Bruce Nauman has to be one of the most underwhelming artists of the past century. Yet he is also one of the most eminent. Confirming this unlikely combo of dullness and significance is Basements—on display at the Douglas Cooley Gallery this winter—a selection of the artist's early videos from the late 1960s.
The gallery is sealed off with tinted glass doors. Inside, the walls are muted with gray. There are seven videos total—all are grainy and black and white, three larger-scale projections and four smaller pieces on monitors. All play on loop. Nauman has filmed himself alone in his studio; obnoxious sounds saturate the space as we watch him tune a violin, throw his back against a wall, throw a ball against the floor, step along a line of tape, and repeat, ad infinitum.
Chairs and benches are positioned throughout the gallery, suggesting we sit down and take it in. If you do so, and don't get it, or begin to doze, you might take solace in knowing that one of Nauman's biggest supporters, Leo Castelli—who also happened to be a huge art dealer in the 20th century—fell asleep while visiting the artist's studio to view his videos.
The work in Basements is from Nauman's early career, made while he was in his late 20s and often noted by critics for its precocious sophistication. He has since been the recipient of some mighty prestigious awards in the art world (the Golden Lion Award from the Venice Biennale, the Larry Aldrich Award). His oeuvre is characterized by its wide range; his videos are usually placed alongside photos or sculptural works, though not in this show.
It's a deliberate choice, to isolate the videos, especially given their online availability these days (thanks, UbuWeb). What's the importance of seeing them in a gallery, then, rather than on a laptop? Stephanie Snyder, curator of Basements, said, "Many of Nauman's early 16mm and video-based works may be available on the internet, but that is no way to experience the work, only to reference it. Film is a medium, video is a medium, created in space, for space. These are palpable, phenomenological objects."
In short: It's to make you experience the tyranny of the work.
My own first encounter with Nauman's work infuriated me. It was a later piece (Mapping the Studio I), and consisted of a room with infrared video projected wall to wall. The footage is of Nauman's studio, and, besides a few mice and the occasional cat, it's empty. My irritated first impression was not unusual; in a 1969 performance Nauman did with Meredith Monk at the Whitney Museum, where they repeatedly threw themselves against the wall, a woman approached them in tears halfway through the performance, imploring them to stop.

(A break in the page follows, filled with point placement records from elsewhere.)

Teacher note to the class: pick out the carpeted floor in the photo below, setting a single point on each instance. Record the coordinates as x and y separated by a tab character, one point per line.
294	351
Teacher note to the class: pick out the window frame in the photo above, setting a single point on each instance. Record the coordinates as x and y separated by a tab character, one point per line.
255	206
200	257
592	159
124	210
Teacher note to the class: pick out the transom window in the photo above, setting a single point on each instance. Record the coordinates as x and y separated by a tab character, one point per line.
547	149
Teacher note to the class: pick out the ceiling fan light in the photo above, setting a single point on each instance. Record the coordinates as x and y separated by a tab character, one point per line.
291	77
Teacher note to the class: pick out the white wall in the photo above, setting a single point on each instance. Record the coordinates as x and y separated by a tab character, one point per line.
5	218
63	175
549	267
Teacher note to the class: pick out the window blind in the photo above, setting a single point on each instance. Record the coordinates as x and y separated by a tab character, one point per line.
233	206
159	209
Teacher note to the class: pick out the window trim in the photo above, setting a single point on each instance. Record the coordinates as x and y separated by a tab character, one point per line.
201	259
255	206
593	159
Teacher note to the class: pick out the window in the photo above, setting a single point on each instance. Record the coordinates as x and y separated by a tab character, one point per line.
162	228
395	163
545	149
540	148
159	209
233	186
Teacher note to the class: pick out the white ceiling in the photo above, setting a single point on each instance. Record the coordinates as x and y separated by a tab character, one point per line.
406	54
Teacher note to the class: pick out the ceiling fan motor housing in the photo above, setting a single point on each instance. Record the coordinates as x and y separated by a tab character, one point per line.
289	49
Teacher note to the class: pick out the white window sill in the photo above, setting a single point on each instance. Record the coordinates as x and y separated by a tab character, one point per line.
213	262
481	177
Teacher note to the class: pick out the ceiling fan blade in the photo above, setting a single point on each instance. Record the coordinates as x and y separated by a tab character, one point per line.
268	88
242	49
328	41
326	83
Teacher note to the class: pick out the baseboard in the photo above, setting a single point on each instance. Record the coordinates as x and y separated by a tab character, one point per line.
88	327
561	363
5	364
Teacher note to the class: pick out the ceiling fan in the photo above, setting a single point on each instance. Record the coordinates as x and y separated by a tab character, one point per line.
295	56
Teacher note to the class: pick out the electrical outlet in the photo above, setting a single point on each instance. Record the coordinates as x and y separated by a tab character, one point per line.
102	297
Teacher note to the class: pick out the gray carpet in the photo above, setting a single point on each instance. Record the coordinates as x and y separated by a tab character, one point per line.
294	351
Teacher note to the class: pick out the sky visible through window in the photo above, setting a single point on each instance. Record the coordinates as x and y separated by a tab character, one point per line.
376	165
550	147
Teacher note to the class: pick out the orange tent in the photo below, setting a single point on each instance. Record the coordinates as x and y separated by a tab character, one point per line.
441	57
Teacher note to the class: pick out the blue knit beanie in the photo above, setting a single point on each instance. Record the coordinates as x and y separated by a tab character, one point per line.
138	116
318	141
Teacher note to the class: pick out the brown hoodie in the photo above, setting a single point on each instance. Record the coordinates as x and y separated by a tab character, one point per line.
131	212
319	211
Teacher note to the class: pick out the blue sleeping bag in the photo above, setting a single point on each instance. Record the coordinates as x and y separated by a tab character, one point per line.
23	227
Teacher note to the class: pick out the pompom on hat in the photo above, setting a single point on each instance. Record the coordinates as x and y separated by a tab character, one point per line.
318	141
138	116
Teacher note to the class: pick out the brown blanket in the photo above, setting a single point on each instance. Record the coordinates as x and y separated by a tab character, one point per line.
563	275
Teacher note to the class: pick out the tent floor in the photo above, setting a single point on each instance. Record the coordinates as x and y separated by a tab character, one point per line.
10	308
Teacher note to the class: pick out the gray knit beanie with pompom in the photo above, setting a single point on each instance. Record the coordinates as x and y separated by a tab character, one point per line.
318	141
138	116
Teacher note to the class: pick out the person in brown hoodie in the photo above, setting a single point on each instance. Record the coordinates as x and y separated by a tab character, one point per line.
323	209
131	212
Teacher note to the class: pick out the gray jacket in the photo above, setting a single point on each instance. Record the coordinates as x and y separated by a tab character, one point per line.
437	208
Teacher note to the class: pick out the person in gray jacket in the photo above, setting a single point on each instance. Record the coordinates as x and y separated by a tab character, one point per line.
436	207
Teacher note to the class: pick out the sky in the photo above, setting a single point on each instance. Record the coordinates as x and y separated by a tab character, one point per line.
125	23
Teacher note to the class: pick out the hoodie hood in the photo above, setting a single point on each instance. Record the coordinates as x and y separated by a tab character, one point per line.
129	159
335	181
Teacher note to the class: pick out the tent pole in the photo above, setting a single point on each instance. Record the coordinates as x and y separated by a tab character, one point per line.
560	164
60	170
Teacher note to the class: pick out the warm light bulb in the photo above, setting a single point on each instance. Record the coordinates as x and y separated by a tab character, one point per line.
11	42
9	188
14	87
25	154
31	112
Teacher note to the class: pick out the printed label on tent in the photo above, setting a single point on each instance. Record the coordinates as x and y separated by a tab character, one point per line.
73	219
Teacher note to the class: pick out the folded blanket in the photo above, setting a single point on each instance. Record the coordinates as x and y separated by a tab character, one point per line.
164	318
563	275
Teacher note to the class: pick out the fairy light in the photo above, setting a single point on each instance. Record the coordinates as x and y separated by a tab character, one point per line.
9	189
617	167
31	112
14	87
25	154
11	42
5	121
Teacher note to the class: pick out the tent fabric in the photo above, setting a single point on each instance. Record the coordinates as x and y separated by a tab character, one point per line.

So, where is the appeal of such frustrating work? Largely it comes down to the question of what being an artist means, and what it can mean. Nauman's work is often more fun to think about than to actually view; if you expose yourself to a lot of his work, it becomes much more interesting, as it takes the form of documents and observational data, gathered by a very inquisitive and ever-expanding mind.
"If you see yourself as an artist and you function in a studio... then the question goes back to what is art? And art is what an artist does, just sitting around the studio," Nauman once said. As a carry-away, this seems particularly relevant for a place like Portland—with its work-live spaces like the Everett Station Lofts—it's a city with little money, but a lot of space.